144Hz hat mehrere Vorteile.

- effektive Reduzierung von Schlieren bzw. Tearing
- flüssigerer Bildablauf
- niedrigere Schaltzeiten

_Brauch ich für 120/144Hz auch 120/144FPS? _
 Dieser Mythos geistert schon eine Weile durch die Weiten des Internets.    Einfach ausgedrückt: Nein! 120/144 FPS sind nicht nötig. Bereits im  Desktop-betrieb merkt man die Vorteile eines 120/144Hz-Monitors. Das    verschieben von offenen Fenstern zeigt das am deutlichsten. Natürlich    ist es relativ sinnfrei sich von einem 120/144Hz-Monitor ein Wunder zu    erwarten.
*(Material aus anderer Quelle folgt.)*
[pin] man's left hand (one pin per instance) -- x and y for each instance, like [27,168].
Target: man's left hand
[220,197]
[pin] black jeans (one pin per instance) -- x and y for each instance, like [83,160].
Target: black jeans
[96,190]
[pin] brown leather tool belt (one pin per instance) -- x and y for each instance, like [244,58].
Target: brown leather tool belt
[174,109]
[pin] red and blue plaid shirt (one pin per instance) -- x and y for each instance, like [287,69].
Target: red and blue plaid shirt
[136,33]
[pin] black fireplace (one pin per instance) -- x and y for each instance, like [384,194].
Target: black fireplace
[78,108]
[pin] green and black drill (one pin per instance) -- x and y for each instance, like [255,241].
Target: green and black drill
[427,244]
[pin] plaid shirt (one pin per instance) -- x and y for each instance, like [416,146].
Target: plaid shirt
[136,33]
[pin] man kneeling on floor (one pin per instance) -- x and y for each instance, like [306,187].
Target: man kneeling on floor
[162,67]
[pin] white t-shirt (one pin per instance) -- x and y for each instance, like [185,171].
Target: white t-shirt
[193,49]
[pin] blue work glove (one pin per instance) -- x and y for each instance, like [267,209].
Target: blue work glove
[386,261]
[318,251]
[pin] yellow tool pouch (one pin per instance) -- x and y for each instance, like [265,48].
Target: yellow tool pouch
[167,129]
Ein 120/144Hz-Monitor macht Spiele die ruckeln sicher nicht    ruckelfrei.  Er ist also keine Wunderwaffe, wenn der heimische PC an seine Leistungsgrenzen gerät. 
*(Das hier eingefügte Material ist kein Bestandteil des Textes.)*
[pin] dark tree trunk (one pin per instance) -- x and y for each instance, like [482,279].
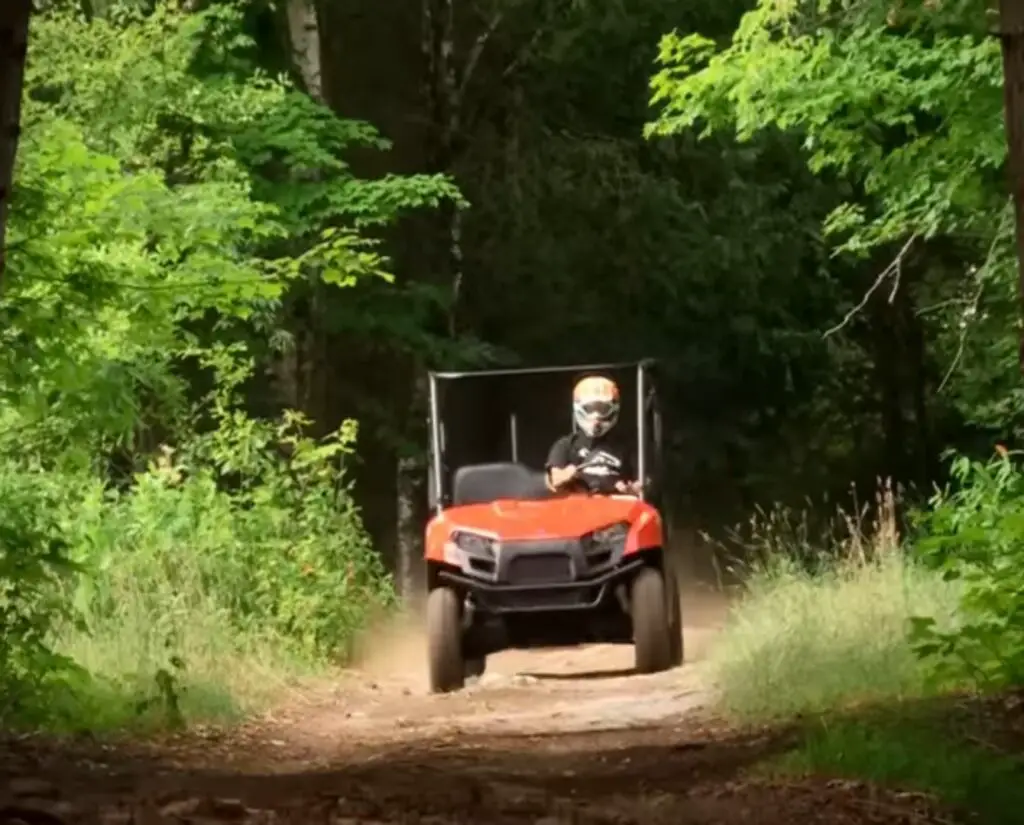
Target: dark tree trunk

Allerdings ermöglicht er eine leicht flüssigere Bildausgabe, wenn Vsync    aktiv und Triple-Buffering inaktiv ist. In diesem Betriebszustand   können  nur Bildraten ausgegeben werden, die ein glatter Teiler der    Bildschirmfrequenz sind. Bei 60 Hz also 60 fps, 30 fps, 20 fps, 15    fps,... und bei 120 Hz 120 fps, 60 fps, 40 fps, 30 fps, 24 fps, 20    fps,... . Zwar wird die Anzeigedauer für jeden Frame neu ausgehandelt,    so dass auch ein 60 Hz Display auf 59 Bilder in einer Sekunde kommen    kann, im Zweifelsfall können die Zwischenstufen "40 fps" und "24 fps"    beim 120 Hz Display aber den Unterschied zwischen gut und mittelmäßig    spielbar bzw. gerade noch und unspielbar ausmachen.


----------



## Che_at_B (13. August 2014)

Ich hab mir den Benq xl2420z geholt. Hab nen älteren Laptop mit 120Hz-Display und nach dem ich mir nen rechner plus Monitor (60Hz) zugelegt habe, ermüdeten meine Augen einfach schneller. Nun mit 144Hz ist es meiner meinung nach einfach angenehmer und bei schnellen Shootern eben flüssiger. Ich glaube, daß jemand der zwei Wochen auf 144Hz geschaut hat nicht mehr 60Hz sehen will.


----------



## NetXSR (13. August 2014)

Ich habe ihn seit etwa 6 Monaten im Einsatz. Ich bin jeden Tag aufs neue begeistert.
Also wenn man mit 60 Hz und ca 60 FPS spielt, stellt man ja schon keine großen Ansprüche mehr. Aber was 144 Hz dem Auge bieten, ist der Wahnsinn. Das Bild wirkt so flüssig, ich kann es gar nicht beschreiben.
Selbst der Cursor in Windows bewegt sich flüssiger 

Ein wichtiges Detail: leichte Kopfschmerzen bei der ersten langen Session sind vorprogrammiert, einerseits ist der Monitor EXTREM hell (kann man natürlich drosseln) und andererseits muss der Kopf sich erst an die flüssigen Bilder gewöhnen.

Viel Spaß damit!

 EDIT: Achja, falls du Klebefolien genauso gerne magst wie ich, stell schon mal den Mülleimer bereit.. Ziemlich viele Schutzfolien out of the box drauf


----------



## Westcoast (13. August 2014)

ich bin mit meinem ASUS VG248QE zufrieden:

-144 bilder pro sekunde fühlen sich geschmeidiger an, also smoother
-kaum inputtlagg
-schnelle reaktion
-schöne farben
-man kann verschiede modi wählen wie spielmodus, theatermodus oder andere.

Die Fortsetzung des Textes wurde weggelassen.